Soil Preparation

It is therefore common the use of leguminous plants which provide shade aids necessary and are a constant source of nitrogenous substances for cultivation. The plantations are located in soils that range from very heavy clays eroded into newly formed volcanic sands and silts, with pH ranging between 4.0 and 7.0. You could say that cocoa is a plant that thrives in a wide range of soil types. 3. COMMERCIAL VARIETIES There are two races of cocoa: a) Stranger (= Trinity) or bitter chocolate. Originally from the Americas is the most cultivated race cocoa regions of Africa and Brazil.

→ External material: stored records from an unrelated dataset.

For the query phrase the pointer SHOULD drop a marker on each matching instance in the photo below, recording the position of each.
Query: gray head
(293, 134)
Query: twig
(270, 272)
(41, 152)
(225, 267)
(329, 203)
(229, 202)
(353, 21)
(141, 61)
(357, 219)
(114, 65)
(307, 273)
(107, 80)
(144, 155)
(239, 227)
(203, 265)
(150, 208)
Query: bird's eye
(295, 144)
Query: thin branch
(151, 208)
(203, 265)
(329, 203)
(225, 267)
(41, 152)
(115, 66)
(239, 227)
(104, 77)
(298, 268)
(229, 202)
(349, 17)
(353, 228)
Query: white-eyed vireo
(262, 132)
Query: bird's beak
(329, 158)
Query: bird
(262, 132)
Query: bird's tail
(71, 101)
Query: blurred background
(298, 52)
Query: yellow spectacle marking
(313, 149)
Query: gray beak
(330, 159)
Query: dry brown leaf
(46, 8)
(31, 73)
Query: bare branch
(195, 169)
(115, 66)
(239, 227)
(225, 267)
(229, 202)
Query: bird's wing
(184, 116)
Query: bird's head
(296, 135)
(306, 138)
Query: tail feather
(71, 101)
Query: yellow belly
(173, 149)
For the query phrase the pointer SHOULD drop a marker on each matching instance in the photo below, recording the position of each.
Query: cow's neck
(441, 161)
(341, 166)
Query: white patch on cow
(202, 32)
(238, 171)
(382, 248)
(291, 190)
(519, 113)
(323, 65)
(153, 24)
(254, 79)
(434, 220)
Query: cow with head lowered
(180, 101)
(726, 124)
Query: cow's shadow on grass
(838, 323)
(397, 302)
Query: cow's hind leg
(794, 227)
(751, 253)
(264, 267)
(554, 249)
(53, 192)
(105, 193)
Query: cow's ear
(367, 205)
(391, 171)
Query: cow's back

It is characterized by hard nuts and woody, relatively smooth surface and flat purple beans and bitter taste. In this race highlight different varieties as Cundeamor, Amelonado, Sambito, gourds and angoleta. b) Criollo cacao hybrids or sweet. They are currently replacing the old plantations of Strangers because of their greater adaptability to different environmental conditions and higher quality fruit. They are characterized by their nuts and seeds smooth, round white to violet, sweet and pleasant taste. The fruit surface has ten longitudinal grooves marked, five of which are deeper than those that alternate with them. The ridges are prominent, warty and irregular. 4.

CULTURAL PRACTICES 4.1. Soil Preparation. The soil is the fundamental way in the development of cocoa. It must be protected from direct sunlight as they degrade quickly humus layer may contain. We therefore recommend that adequate shade and maintenance of the litter, not to practice deep plowing and cutting weeds as low as possible. The litter and shading help keep needed moisture during the dry months. Cocoa is a plant very sensitive to waterlogged land so it is recommended to use adequate drainage to prevent waterlogging. We recommend the construction of canals that collect and lead the excess rainwater to prevent it remove litter and humic soil horizon. 4.2. Elimination of weeds. The weed control in cocoa is done primarily through chemical weeding. The plants that come out of the nursery are very susceptible to damage from herbicides and should therefore be applied with caution. The products used are diuron, dalapon and the gesapax. When performing applications of herbicides is important not to come into contact with the cacao plant. If this has piqued your curiosity, check out adverum. It is therefore common to use cylindrical plastic protectors that protect the plants. There are tests that specify the effect of these herbicides on the shade trees of cacao, so it is recommended to take precautions and do not spray near them. 4.3. Pruning is a technique which is to remove all the unnecessary branches and suckers, and dead and diseased parts of the tree.